Can you ever have enough budget, people, and time to get it all done?
For most security leaders, the answer is no. And now, as attackers turn their attention to healthcare, those same security leaders -- already under pressure -- need to find another gear.
Does that mean a decrease in healthcare spending with an heightened awareness of security is a good thing?
Not so fast.
The PWC Health Research Institute just released their annual “Medical Cost Trend, Behind the Numbers 2016” with a projection that “downward slope of the cost trend will continue.” It also cites cybersecurity as a key component of their predictions.
And that’s the challenge for security leaders. It cites security as one of two major inflators, likely to drive the costs back up. From the report:
Cyber security—large-scale security breaches add a new layer of expense to the health business, as companies move quickly to secure and protect the vast amount of personal health data they possess. The sophistication of attacks means health providers need to spend money on both prevention and, if a breech [sic] occurs, remediation.
At first blush, this might seem like good news.
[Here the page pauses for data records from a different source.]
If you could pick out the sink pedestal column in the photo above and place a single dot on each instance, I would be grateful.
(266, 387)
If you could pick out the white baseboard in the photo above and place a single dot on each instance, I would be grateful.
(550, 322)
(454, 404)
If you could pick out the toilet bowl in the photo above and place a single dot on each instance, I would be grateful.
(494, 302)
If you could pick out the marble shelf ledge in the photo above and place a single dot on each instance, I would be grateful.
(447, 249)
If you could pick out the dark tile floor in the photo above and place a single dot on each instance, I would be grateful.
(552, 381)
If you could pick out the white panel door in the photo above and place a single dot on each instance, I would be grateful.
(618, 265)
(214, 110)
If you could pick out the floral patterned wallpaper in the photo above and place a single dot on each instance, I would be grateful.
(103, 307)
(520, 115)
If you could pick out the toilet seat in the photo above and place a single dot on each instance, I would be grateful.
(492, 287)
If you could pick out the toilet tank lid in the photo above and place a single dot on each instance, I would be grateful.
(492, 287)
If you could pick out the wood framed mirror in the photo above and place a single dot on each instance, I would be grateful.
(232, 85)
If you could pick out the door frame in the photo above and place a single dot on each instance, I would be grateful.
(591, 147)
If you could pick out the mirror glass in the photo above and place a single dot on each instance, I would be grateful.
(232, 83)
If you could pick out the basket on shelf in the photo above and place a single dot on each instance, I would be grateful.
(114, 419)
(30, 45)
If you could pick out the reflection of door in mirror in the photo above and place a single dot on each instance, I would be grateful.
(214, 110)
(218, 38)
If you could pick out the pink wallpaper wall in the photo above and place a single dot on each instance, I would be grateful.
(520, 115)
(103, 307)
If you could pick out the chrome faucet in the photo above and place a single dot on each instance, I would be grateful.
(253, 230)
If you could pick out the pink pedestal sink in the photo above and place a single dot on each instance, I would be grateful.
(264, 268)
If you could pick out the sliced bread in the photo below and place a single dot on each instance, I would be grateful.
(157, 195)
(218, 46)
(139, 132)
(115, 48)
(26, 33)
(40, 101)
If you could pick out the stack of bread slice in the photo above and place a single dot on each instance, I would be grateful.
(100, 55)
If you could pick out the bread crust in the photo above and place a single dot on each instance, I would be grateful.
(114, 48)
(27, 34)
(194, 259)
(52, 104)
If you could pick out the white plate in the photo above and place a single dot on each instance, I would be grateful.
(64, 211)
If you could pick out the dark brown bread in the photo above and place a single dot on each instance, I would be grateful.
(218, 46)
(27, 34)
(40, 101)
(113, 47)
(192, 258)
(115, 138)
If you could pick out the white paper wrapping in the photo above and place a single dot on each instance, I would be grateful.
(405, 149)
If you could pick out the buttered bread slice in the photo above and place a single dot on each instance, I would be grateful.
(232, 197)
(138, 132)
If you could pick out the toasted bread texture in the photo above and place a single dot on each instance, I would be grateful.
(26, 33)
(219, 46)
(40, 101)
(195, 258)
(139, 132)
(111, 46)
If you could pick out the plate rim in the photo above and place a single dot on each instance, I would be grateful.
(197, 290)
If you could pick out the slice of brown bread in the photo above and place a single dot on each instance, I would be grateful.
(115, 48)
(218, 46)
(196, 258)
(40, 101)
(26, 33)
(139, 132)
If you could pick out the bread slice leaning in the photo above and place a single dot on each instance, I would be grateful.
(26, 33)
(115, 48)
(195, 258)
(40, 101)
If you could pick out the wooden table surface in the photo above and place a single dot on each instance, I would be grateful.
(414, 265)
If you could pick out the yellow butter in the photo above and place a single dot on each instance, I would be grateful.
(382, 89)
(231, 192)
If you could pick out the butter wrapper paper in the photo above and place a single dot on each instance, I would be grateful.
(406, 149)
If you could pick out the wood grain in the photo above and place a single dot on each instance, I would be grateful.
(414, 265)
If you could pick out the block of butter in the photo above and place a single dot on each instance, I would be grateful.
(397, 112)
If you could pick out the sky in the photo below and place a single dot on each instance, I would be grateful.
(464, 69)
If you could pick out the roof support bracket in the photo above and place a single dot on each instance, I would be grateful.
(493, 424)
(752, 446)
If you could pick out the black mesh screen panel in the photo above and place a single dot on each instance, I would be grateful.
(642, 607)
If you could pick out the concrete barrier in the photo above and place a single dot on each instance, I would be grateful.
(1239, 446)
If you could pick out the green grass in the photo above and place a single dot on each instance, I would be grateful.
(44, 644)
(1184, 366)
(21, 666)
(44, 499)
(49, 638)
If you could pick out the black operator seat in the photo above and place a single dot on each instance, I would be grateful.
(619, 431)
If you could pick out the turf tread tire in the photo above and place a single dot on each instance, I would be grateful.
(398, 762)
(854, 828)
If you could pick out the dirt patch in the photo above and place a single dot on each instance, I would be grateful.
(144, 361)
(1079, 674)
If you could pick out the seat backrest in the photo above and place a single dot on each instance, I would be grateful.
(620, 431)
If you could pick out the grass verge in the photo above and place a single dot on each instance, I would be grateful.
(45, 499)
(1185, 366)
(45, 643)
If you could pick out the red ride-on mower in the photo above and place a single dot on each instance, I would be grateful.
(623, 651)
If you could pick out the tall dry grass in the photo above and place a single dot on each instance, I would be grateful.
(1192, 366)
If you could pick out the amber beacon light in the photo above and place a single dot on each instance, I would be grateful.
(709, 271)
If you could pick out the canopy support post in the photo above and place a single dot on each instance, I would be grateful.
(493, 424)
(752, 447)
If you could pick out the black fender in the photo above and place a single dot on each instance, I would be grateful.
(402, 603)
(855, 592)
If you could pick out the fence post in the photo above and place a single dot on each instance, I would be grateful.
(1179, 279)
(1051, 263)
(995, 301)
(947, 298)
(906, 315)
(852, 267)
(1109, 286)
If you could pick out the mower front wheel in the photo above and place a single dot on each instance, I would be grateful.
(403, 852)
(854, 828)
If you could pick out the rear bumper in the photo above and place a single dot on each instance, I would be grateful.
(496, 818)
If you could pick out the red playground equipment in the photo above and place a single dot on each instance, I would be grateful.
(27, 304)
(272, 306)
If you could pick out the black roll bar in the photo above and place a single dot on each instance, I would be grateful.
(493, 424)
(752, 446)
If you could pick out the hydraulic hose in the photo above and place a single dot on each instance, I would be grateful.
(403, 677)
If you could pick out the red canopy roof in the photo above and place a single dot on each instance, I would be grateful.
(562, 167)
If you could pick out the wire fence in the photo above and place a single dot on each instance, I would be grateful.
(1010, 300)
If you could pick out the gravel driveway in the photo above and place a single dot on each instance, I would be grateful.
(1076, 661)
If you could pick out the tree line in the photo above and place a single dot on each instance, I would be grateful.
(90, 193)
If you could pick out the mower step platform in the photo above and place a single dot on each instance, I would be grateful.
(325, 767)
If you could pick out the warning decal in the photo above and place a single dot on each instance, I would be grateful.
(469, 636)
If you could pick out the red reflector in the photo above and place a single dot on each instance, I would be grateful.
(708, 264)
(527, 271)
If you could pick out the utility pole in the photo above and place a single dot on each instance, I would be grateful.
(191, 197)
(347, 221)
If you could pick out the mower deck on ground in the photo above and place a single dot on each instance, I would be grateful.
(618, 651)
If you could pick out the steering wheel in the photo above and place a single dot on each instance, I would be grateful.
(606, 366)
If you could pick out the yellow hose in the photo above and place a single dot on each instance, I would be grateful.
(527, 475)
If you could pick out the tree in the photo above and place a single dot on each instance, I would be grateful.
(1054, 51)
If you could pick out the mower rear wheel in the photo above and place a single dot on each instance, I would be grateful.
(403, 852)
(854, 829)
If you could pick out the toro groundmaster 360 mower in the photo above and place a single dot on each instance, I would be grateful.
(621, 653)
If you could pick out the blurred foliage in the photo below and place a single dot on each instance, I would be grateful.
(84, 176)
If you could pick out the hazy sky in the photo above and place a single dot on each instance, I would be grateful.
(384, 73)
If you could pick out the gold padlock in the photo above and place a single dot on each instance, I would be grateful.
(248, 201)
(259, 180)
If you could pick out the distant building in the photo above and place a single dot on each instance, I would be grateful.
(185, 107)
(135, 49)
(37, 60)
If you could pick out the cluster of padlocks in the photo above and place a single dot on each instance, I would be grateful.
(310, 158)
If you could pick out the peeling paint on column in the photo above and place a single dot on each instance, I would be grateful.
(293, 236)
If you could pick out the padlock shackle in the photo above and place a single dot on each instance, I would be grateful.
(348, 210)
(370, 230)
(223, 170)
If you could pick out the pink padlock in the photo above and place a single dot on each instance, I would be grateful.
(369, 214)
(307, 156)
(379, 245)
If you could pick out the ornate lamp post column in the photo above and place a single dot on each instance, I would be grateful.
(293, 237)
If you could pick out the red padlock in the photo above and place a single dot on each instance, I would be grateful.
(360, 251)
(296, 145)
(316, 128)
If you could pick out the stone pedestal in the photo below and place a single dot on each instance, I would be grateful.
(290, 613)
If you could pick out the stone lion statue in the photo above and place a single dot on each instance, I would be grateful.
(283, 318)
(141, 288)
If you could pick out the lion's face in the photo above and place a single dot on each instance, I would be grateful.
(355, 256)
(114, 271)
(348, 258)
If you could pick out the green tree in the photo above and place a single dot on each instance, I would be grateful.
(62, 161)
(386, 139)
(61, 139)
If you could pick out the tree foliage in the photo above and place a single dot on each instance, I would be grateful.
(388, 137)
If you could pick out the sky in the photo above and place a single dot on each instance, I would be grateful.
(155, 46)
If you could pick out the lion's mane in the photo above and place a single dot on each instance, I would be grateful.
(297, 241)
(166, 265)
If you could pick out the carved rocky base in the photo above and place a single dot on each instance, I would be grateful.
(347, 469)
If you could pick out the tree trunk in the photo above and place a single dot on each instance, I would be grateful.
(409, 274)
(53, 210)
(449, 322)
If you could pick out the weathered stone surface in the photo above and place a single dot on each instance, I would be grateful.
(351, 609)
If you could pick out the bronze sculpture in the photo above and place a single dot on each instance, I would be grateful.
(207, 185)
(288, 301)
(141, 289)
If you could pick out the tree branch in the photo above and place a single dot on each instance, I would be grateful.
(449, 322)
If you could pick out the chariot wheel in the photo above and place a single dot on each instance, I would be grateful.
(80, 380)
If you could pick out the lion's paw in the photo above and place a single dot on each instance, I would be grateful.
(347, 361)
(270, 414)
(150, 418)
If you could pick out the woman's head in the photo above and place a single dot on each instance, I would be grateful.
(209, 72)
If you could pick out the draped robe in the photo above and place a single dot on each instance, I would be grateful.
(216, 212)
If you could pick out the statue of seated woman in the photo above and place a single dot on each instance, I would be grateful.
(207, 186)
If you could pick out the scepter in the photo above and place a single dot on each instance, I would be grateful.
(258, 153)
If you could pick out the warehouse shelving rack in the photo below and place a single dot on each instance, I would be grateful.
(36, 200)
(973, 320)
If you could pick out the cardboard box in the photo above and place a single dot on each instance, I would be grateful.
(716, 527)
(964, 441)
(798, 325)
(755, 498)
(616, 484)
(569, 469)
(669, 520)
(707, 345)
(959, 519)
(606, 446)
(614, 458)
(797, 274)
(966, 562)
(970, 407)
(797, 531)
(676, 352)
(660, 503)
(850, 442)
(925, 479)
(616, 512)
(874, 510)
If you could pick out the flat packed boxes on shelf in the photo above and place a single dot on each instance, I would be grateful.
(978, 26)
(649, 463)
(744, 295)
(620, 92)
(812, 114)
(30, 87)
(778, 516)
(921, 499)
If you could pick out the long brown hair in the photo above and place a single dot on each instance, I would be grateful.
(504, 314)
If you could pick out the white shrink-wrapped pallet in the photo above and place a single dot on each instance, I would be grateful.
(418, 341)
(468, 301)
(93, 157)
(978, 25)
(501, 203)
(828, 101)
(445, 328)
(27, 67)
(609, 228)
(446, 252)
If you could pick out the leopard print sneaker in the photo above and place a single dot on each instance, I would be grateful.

After all, the rise of healthcare breaches means more attention, and that often leads to more budget. The report even suggests the need to spend more on security.
What’s the problem?
Security is now officially called out as a prime reason for cost increases.
How security leaders can navigate this finding successfully
Understanding the risk of increased focus on security coupled with using it as justification for rising costs puts pressure on security leaders to:
- Focus on creating value: instead of reacting, prioritize the assets and efforts that create the most value for the organization; avoid false choices of security versus anything to partner with others to make it easier for people to do their jobs and protect information
- Demonstrate a positive return on budget increases: go beyond just ‘working to prevent breaches;’ this means measuring, demonstrating, and communicating value to the business that they can see, understand, and agree with
- Build rapport and strengthen communication now: the increased interest in security presents the opportunity to build relationships and improve communication in an effort to translate the complexity of security into understanding; leaders engage, share, and listen
Step One: “anticipate breach”
The prevailing focus to security remains on preventing a breach. While laudable, the reality is that breaches happen. And they can happen to you. Typically this is what I called ‘assume breach.” Based on some recent twitter conversations, I’m testing out “anticipate breach.”
The concept is simple: anticipate that despite your best approach to preventative measures, a breach is likely to happen. What sort of detective and responsive/corrective controls and processes are in place?
It matters now -- especially for healthcare security leaders -- because the hyperfocus on security breaches is typically stipulated with the demand to “do something” to “prevent a breach.”
That means any increase in security budget is likely to carry the expectation that it automatically prevents a breach. In most cases, this expectation is unspoken. Either way, this is your leadership opportunity. Assure your colleagues that the prudent protections are in place (assuming they are).
Then ask, “What happens in the event of a breach?”
Explain that you are equally focused on detecting problems quickly and responding appropriately. In order to do that well, you need to understand the priorities of the organization, the focus of the executive team, and the needs of the board.
Why we need to work together
The confusion over security creates great cover for companies. Recent examples include Amy Pascal of Sony and the CEO of Target. While both left after a breach, the deeper stories suggest the lapse in security played more as a storyline than a reason.
Now industry reports citing good news come with a footnote that security is going to drive costs up. The attention to security is a short window with high expectations. It’s time to step up and earn the recognition as leaders, and not just ‘security resources with teams.’
While the focus today is on security leaders in healthcare, the more we work together to challenge conventions and improve how we protect information, the better for everyone.